Bartholomew County residents woke up to the 13th snow event of the season this morning, when as much as 8 inches of snow was expected to greet them.
Meteorologists had predicted varying snowfall totals for south-central Indiana, from 2 to 3 inches in early forecasts to as much as 8 inches as the storm moved closer to Indiana on Tuesday afternoon.
City and county officials weren’t too concerned about the actual amount of snow on the ground this morning. Instead, their concern centered on possible drifts from 20 mph winds overnight and predictions of ice and sleet.
City crews were expected to begin clearing roads as early as 1 a.m. today, according to Columbus City Garage Manager Bryan Burton.
Nineteen trucks, with 19 crew members, were available. But Burton said they first needed to focus on clearing main roads for those returning home from work Tuesday night, especially second shift workers.
Clearing up ice is worse than dealing with snow, said Bartholomew County Highway Engineer Danny Hollander. Downed trees and power lines are possible with an ice storm, he said.

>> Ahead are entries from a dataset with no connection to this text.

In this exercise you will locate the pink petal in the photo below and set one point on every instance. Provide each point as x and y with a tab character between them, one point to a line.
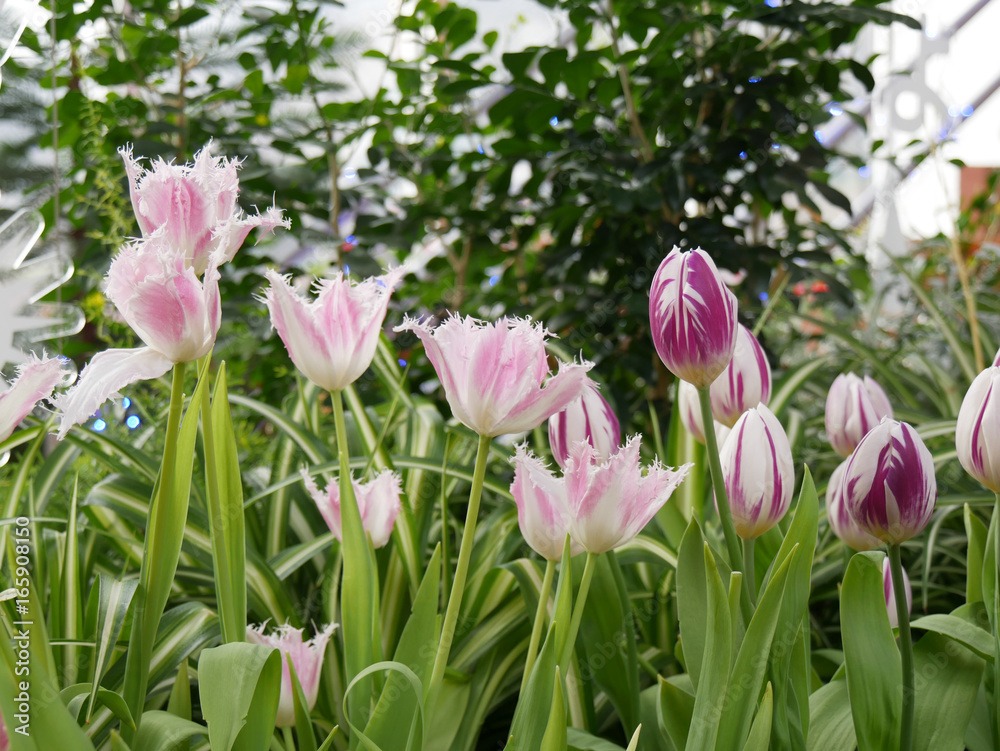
36	379
106	373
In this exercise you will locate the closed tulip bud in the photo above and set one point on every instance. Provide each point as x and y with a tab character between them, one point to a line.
173	311
378	503
307	657
758	471
331	339
493	373
890	593
889	484
841	522
611	501
193	207
690	412
977	433
36	380
853	407
589	418
692	317
542	506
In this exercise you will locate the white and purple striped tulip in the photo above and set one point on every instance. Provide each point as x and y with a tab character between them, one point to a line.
589	418
542	506
759	472
890	593
977	433
692	317
690	411
333	338
307	657
745	383
840	519
853	407
378	503
493	373
611	501
36	380
194	206
889	484
174	312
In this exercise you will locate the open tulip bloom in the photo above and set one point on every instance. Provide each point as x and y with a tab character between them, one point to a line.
854	406
194	206
378	503
589	418
36	380
174	312
306	656
332	338
496	375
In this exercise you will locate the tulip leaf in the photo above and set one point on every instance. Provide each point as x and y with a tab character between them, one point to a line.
692	601
529	725
831	727
674	708
225	493
760	732
749	667
874	672
975	532
239	685
397	702
711	697
948	678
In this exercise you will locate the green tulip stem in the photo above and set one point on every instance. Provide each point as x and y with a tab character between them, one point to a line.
905	648
536	629
462	569
581	601
749	571
722	498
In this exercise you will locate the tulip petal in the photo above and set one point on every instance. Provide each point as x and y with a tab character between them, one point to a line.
36	379
101	380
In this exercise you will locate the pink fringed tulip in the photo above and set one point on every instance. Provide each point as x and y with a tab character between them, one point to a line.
378	503
690	411
542	506
758	471
692	317
977	433
890	593
611	501
889	484
36	380
492	373
839	518
331	339
853	407
589	418
307	657
173	311
194	206
745	383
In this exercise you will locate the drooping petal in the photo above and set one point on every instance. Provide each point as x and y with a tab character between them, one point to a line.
36	380
104	376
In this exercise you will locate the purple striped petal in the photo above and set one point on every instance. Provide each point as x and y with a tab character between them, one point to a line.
853	407
977	432
889	483
759	472
692	316
493	373
839	518
745	383
890	593
589	418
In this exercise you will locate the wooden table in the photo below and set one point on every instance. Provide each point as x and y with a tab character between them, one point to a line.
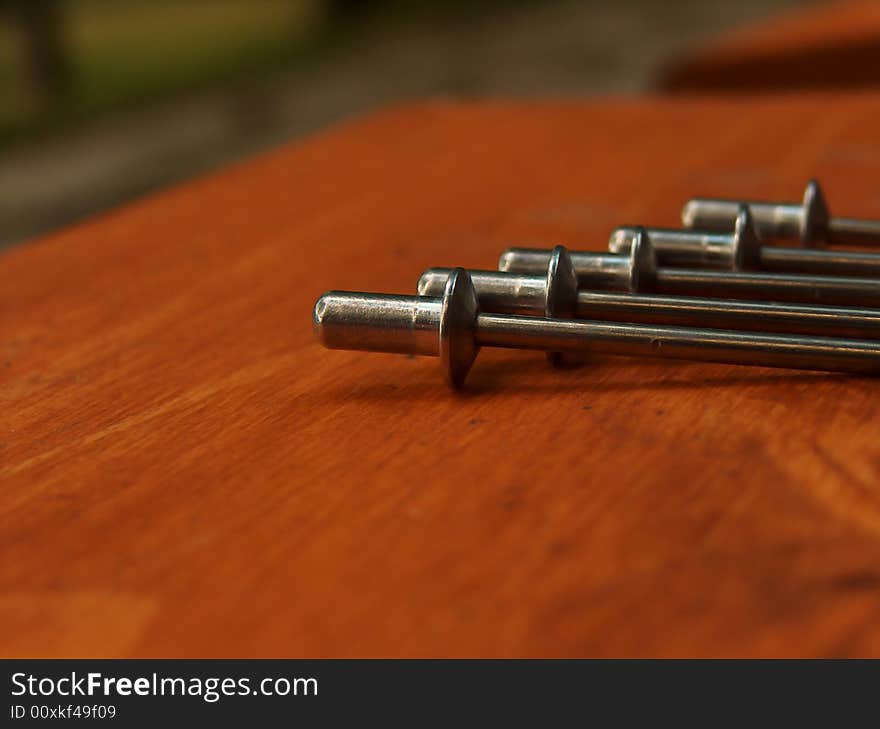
185	472
832	45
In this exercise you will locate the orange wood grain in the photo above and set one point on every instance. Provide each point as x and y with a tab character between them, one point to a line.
185	472
833	45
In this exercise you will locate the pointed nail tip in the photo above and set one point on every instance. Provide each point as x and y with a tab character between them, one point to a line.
318	316
689	213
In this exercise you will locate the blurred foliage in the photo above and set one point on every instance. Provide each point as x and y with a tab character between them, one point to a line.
122	51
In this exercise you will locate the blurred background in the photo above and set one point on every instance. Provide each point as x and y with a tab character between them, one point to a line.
104	100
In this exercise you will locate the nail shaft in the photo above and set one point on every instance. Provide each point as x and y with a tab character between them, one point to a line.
365	321
638	269
511	293
742	250
808	221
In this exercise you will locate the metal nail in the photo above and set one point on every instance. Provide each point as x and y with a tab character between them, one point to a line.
742	251
808	221
553	296
638	271
453	328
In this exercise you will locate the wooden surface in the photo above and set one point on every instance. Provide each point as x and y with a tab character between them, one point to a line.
832	45
185	472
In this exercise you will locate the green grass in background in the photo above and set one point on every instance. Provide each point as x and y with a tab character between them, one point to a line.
130	50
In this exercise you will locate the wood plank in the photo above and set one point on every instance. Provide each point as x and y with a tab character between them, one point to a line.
827	46
185	472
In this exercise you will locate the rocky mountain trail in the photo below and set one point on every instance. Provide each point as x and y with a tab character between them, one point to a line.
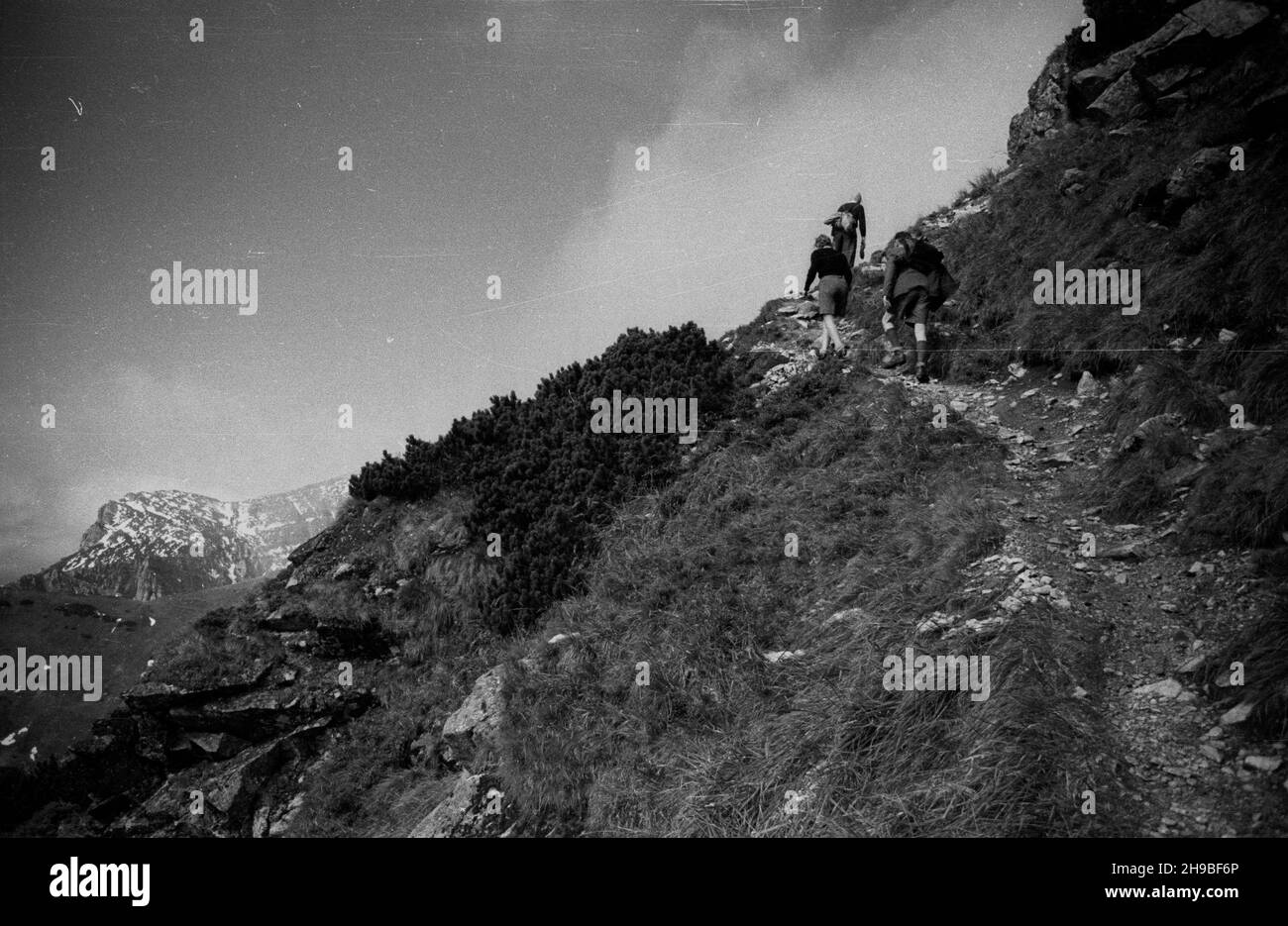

After a telephone conference call with the weather service Tuesday afternoon, Bartholomew County Emergency Management Director Dennis Moats predicted the ice would not be as much of a concern for Columbus as it might have been.
“We’ll gladly take the snow if we can keep the ice away,” Moats said.
But he warned that Bartholomew County was on
the southern edge of the storm. Residents in the northern part of the county could wake up with more snow and no ice, while those in southern areas could experience little snow but icy roads and sidewalks.
Bartholomew County’s winter storm warning continues until 1 p.m. today. It went into effect about 10:45 a.m. Tuesday.
The National Weather Service issued a revised forecast Tuesday afternoon, increasing the snow totals and describing the predicted period of ice and sleet as “brief.”
No matter how “brief,” Hollander said if the area gets more ice than snow, any truck not putting down a mixture of sand and salt won’t help much.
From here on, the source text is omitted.